Overall I think mount looks very promising, and I really like the name. (I like the analogy of the Unix filesystem for composing applications)
Personally, I'm not 100% sold on component, but I did think it had significant advantages over Jig (my previous effort at tools.namespace integration) so I moved various projects over to it. I've been broadly content with component since then, but there's always scope for continued innovation. It's weird what the simple passage of time does to a library!
For me, the value of component is all of the following :-
1. tools.namespace integration
2. start/stop (especially useful for network services that don't behave well without orderly shutdown)
3. the whole system available from the repl - you can create convenience functions that encode system structure to provide powerful repl queries on system state
4. configuration - binding implementation-specific parameters to lexical scope - I've seen many 'leaky' abstractions where implementation configuration is passed via additional function arguments to otherwise more abstract functions - I also value having a single unified approach to this, rather than domain-specific hacks - e.g. hijacking Ring request maps for value conveyance.
I see that mount does 1 and 2, and 3 is 'in the hammock', but not sure what mount's answer to 4 is.
The downsides to component, in my view, is the 'whole app buy-in'. But then again, some things have become very useful because they've demanded (and achieved) de-facto ubiquity (e.g. the maven central repository).
I also don't like that component doesn't support bi-directionality (or graph cycles, co-dependencies...).
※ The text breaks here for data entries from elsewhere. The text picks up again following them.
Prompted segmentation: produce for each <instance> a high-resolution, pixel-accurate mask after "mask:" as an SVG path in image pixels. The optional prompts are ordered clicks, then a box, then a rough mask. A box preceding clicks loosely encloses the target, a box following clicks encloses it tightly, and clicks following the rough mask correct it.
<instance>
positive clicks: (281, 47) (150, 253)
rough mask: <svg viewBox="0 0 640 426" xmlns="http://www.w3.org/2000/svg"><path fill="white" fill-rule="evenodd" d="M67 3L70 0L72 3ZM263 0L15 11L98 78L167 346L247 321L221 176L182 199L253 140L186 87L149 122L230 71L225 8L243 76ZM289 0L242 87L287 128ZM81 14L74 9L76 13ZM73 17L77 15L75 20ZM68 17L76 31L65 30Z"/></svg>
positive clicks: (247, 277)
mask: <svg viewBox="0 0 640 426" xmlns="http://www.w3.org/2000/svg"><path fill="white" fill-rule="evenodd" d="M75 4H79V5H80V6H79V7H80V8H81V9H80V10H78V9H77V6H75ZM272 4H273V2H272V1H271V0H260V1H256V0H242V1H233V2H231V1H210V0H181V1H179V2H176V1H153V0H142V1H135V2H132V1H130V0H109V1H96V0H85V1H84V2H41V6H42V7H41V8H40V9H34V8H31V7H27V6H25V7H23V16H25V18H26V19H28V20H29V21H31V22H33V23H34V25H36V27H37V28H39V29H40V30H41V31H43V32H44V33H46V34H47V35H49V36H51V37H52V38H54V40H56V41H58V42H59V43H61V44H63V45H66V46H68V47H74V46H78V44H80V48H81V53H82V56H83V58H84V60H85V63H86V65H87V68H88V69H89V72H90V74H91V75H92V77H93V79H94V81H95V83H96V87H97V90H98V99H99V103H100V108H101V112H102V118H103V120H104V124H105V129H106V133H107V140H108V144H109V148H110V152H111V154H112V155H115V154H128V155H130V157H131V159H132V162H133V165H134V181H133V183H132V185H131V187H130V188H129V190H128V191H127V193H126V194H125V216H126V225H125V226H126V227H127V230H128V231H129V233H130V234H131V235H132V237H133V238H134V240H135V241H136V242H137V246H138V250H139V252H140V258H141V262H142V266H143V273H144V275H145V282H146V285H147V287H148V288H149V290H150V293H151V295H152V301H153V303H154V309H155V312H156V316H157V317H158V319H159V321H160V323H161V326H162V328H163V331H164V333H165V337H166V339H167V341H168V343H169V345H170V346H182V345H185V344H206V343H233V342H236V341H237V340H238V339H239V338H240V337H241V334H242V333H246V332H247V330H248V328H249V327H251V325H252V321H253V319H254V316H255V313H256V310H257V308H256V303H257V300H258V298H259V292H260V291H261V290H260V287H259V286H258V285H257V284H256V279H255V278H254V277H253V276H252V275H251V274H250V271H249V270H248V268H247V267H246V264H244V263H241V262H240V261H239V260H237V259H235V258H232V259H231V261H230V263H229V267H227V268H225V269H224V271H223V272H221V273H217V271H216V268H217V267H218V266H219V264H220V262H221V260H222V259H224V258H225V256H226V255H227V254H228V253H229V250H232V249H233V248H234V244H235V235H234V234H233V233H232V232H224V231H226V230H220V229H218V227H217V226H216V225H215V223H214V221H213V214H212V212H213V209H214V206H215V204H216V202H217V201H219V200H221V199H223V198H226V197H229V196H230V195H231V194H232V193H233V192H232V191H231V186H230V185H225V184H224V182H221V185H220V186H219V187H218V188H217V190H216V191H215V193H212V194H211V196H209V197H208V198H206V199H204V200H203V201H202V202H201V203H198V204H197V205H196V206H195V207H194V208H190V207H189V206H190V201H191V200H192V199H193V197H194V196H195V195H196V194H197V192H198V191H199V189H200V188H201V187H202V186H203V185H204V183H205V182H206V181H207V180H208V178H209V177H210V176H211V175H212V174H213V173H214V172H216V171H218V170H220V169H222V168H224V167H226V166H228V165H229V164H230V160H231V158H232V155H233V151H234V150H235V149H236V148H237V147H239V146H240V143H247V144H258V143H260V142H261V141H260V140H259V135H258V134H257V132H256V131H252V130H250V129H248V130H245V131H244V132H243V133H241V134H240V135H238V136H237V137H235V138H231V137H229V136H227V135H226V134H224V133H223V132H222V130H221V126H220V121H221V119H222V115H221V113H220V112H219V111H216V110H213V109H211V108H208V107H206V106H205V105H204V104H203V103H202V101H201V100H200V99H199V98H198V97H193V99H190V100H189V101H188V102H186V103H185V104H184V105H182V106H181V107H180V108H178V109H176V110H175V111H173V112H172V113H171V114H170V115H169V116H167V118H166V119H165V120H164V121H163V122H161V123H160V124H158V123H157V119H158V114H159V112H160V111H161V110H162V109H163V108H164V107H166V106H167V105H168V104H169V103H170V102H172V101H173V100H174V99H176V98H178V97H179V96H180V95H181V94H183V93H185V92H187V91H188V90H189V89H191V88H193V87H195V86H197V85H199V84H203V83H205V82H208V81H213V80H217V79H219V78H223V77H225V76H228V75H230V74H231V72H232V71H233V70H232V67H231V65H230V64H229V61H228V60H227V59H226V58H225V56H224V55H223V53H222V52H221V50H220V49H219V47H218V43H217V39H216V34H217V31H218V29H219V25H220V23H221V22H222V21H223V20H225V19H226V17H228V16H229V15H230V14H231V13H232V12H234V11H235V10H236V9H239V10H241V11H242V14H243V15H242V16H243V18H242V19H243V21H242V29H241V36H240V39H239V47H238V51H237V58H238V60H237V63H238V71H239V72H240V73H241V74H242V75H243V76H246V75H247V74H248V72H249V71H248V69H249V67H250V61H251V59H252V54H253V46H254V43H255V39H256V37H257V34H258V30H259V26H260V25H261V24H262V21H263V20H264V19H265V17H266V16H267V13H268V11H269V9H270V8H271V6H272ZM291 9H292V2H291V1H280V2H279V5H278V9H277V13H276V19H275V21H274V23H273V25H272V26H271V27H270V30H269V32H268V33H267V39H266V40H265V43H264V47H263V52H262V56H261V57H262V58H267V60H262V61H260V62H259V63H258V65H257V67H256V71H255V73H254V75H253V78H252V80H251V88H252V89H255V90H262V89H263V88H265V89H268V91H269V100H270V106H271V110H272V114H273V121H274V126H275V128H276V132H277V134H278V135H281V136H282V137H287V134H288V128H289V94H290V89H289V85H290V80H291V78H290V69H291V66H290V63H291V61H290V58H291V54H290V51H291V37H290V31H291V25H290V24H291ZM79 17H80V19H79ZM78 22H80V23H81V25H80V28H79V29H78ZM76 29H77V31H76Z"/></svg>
Things that offer bidirectionality (e.g. bidi route structures), are quite painful to integrate into component-based apps.
Also, I love the idea of starting/stopping parts of an application that mount supports - this is definitely something I have needed but haven't figured out how to do with component.
I'd be interested in Martin's fuller review (I know he's got a lot of experience with component-based apps and has some stronger reservations that I), but of course everyone else's feedback on mount would be interesting too.